Timour bondit et, instantanément, Hortense fut en bas de la voiture pour aider le peintre à soutenir son amie mais, déjà, Timour l’avait enlevée dans ses bras et sans plus d’effort que si elle n’eût rien pesé, la portait dans la voiture où il l’installa avec une infinie douceur, ramenant jusqu’à son visage émacié l’ample et chaude couverture de fourrures qu’il avait emportée, mettant une chaufferette sous ses pieds. Le Turc ressemblait à une mère qui vient de retrouver son enfant et les deux autres se gardèrent bien d’intervenir dans cet instant privilégié. Silencieusement, ils montèrent dans la voiture. Hortense se pencha pour embrasser son amie mais celle-ci la repoussa :

— Je vous embrasserai tout à l’heure. Pour l’instant, je pue ! Mais dites-moi tout de même comment vous êtes ici.

— Vidocq m’a prévenue et je suis accourue.

Pour la première fois depuis des mois, Felicia sourit, de ce sourire un peu moqueur qui n’appartenait qu’à elle.

— Il sait toujours tout celui-là ! Mais que c’est bon de vous retrouver tous les trois, de revoir un jour sans barreaux, d’entendre les bruits de la vie… Je crois… oui, je crois que je désespérais de les retrouver jamais.

Et, brusquement, elle éclata en sanglots.

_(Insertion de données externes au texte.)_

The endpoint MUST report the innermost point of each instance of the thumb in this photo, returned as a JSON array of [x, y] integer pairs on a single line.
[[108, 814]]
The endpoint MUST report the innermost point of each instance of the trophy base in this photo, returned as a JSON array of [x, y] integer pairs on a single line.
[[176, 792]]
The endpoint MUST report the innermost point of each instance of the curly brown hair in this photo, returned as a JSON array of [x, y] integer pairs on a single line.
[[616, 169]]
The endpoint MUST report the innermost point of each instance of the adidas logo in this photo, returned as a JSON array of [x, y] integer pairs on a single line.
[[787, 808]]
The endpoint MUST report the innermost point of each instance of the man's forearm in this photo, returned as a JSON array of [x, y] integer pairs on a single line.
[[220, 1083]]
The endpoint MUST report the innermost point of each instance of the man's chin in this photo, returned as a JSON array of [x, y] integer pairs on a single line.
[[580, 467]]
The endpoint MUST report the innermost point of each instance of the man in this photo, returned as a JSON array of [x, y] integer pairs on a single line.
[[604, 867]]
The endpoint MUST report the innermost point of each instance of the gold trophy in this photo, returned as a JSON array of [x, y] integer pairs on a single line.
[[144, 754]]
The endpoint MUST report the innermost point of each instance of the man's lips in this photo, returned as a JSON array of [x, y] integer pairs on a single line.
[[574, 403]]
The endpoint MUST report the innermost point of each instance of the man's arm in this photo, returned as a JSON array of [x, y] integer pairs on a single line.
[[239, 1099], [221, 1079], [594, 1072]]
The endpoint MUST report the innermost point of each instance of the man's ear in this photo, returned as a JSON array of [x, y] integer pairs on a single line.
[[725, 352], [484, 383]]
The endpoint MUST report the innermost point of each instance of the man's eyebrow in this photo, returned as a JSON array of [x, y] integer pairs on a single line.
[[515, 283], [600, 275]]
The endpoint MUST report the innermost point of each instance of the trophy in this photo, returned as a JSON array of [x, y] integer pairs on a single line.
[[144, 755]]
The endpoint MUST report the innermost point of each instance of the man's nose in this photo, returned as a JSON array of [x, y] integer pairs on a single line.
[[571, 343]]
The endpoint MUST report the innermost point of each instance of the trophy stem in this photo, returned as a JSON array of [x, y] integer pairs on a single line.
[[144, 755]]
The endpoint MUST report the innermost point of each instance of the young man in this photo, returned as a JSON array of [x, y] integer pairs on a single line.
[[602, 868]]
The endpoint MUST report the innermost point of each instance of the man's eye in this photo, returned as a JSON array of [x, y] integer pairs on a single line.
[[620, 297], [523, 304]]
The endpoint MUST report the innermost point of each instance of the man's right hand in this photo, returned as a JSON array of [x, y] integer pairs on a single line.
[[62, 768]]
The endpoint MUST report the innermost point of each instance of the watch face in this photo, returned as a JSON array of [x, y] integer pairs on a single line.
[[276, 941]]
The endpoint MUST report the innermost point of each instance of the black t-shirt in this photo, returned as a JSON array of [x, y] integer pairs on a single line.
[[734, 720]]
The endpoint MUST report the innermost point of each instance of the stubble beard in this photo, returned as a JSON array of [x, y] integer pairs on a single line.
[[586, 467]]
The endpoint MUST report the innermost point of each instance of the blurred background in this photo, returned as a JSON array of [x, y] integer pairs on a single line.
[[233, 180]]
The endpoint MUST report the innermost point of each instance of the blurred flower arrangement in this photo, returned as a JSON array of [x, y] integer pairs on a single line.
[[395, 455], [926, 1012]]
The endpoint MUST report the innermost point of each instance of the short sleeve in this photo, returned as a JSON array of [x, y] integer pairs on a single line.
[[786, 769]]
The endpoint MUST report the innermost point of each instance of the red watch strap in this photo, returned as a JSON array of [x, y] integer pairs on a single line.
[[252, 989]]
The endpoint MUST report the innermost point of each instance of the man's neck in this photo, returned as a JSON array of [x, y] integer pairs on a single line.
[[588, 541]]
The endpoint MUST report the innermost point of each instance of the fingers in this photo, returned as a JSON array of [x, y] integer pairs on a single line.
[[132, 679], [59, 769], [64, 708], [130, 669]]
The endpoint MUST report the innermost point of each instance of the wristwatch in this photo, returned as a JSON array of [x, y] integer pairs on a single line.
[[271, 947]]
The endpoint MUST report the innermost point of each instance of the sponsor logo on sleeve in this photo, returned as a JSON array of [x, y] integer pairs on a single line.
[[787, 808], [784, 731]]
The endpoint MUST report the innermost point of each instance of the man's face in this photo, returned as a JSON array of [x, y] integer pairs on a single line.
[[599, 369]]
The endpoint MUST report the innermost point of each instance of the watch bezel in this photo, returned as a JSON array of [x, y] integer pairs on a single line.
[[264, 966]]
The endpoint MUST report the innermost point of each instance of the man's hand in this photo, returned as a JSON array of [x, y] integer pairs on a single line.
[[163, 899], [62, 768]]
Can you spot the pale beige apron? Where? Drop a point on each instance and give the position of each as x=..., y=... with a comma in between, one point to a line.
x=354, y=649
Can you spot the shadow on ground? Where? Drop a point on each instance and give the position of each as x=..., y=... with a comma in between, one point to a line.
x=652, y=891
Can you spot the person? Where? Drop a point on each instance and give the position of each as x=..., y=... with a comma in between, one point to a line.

C’était sans doute la conséquence logique d’une trop longue et trop dure tension nerveuse, mais Hortense sentit son cœur se serrer. Dans quel état lui avait-on mis sa fière Felicia ! Et cela par la faute d’un fou ! Elle avait passé son bras autour des épaules de la rescapée qui lui parurent bien maigres, bien fragiles. Et ce visage couleur de vieil ivoire que les yeux sombres semblaient avoir entièrement dévoré ! Et cette pénible odeur de moisi et de saleté !… Une bouffée de colère gonfla soudain le cœur d’Hortense. Pour tout le mal qu’il avait fait, Butler méritait la mort. Ce serait une joie que la lui donner !… Mais, aussi brusquement qu’elle avait craqué, Felicia se calma. Elle se redressa, essuya ses yeux au mouchoir qu’Hortense avait glissé dans ses doigts et eut un petit rire.

— Quel spectacle je vous offre, mes pauvres amis ! Ramenez-moi vite à la maison que je puisse redevenir moi-même !

Deux heures plus tard, en effet, on commençait à retrouver l’ancienne Felicia. Ses cheveux noirs encore humides du bain qu’elle venait de prendre, tressés en une haute couronne, enveloppée dans une confortable robe cachemire, Felicia, assise à une petite table placée au coin de la cheminée du salon – la salle à manger avait été jugée trop solennelle pour l’intimité de ces retrouvailles – se régalait, en compagnie d’Hortense et de Delacroix, de l’énorme plat de pâtes fraîches et de saltimbocce à la romana que Livia avait préparées pour elle. Seule concession à la France, un vieux chambertin arrosait le repas.